I've been thinking about implementing an execution timeout mechanism in my code. I browsed looking for advice but all I saw is implementing execution timeouts for other programs being called, which wasn't exactly my idea.
I'm working with C/C++ on Linux.
What's the best way to accomplish this without using external libraries? I thought that maybe running a separate thread that upon timeout, sends a TERM signal to the process ID and then the program handles it and exits, but I don't know if it's correct in terms of good practice.

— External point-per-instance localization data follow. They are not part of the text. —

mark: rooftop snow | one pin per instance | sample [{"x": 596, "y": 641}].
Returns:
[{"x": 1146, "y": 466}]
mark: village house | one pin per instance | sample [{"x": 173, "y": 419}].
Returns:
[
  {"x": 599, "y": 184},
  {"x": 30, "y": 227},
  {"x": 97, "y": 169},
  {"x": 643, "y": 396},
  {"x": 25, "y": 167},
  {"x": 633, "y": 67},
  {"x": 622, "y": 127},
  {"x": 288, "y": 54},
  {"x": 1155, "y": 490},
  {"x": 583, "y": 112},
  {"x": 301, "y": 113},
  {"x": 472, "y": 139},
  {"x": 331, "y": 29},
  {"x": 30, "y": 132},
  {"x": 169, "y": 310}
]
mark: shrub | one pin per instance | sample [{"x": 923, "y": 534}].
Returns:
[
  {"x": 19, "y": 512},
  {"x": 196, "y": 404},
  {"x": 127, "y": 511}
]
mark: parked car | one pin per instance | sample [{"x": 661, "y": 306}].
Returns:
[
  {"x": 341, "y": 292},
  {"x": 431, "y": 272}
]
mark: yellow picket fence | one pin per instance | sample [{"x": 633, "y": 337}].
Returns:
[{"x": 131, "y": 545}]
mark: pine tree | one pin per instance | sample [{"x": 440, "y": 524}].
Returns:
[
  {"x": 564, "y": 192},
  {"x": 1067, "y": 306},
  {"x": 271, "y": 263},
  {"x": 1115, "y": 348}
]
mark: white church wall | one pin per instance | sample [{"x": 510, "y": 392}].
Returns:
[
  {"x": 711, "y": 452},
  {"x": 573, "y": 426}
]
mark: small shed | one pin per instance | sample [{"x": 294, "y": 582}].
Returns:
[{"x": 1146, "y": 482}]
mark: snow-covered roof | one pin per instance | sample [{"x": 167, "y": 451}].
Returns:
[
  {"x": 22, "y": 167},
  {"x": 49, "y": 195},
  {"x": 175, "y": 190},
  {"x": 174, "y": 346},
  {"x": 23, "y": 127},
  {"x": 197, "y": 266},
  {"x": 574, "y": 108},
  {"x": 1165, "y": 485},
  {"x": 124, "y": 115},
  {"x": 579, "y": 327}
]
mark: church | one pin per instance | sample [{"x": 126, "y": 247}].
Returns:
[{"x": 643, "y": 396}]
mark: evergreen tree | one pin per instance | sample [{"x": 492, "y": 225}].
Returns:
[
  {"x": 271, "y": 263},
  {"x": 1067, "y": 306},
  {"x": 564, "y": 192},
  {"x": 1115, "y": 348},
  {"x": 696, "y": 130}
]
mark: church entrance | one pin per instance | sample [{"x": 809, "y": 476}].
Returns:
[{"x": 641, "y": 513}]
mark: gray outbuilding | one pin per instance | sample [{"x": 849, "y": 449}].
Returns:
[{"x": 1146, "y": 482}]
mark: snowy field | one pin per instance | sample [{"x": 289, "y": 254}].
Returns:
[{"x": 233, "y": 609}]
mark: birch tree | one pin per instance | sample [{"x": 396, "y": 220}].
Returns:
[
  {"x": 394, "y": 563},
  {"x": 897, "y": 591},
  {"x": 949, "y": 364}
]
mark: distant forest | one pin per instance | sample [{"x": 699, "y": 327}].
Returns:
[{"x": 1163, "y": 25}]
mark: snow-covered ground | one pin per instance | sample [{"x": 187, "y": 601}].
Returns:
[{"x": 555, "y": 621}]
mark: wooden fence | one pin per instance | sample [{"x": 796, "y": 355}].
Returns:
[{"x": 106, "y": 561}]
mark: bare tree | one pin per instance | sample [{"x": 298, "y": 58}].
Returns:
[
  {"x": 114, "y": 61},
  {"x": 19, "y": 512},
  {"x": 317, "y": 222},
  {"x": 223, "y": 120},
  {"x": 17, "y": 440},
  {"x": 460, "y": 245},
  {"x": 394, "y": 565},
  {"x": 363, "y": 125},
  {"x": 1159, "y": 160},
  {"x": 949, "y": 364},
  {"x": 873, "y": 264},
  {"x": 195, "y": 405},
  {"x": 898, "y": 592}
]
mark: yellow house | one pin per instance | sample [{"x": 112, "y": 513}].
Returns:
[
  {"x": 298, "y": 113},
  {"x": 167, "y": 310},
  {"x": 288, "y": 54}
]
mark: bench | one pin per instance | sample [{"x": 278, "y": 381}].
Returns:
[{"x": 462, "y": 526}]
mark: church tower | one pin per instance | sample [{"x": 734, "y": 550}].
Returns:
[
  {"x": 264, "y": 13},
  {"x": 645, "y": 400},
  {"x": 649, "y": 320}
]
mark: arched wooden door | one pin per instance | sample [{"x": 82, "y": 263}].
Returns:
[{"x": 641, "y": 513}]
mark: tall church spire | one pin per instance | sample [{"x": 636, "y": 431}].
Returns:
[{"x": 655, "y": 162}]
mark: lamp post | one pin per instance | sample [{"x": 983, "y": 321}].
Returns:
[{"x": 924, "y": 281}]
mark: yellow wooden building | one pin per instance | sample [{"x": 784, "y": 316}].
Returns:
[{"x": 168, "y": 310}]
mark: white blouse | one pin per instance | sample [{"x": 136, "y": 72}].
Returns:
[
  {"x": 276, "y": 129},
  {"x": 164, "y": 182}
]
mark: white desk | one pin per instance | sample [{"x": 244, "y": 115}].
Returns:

How would you implement it?
Thanks in advance
You can use setitimer(2) on Linux to get a SIGVTALRM after a given amount of time
This is how you would set up a timer :
#include <sys/time.h>
/* Start a timer that expires after 2.5 seconds */
struct itimerval timer;
timer.it_value.tv_sec = 2;
timer.it_value.tv_usec = 500000;
timer.it_interval.tv_sec = 0;
timer.it_interval.tv_usec = 0;
setitimer (ITIMER_VIRTUAL, &timer, 0);
Note that the default handler for SIGVTALRM will terminate your program with an error. It will technically work, but if you want to handle it cleanly you can install a signal handler like this :
#include <signal.h>
#include <stdio.h>
#include <string.h>
void timer_handler (int signum)
{
printf ("Timed out!\n");
}
/* Install timer_handler as the signal handler for SIGVTALRM. */
struct sigaction sa;
memset (&sa, 0, sizeof (sa));
sa.sa_handler = &timer_handler;
sigaction (SIGVTALRM, &sa, 0);
Of course this will only work on Linux (and perhaps on Mac/BSD).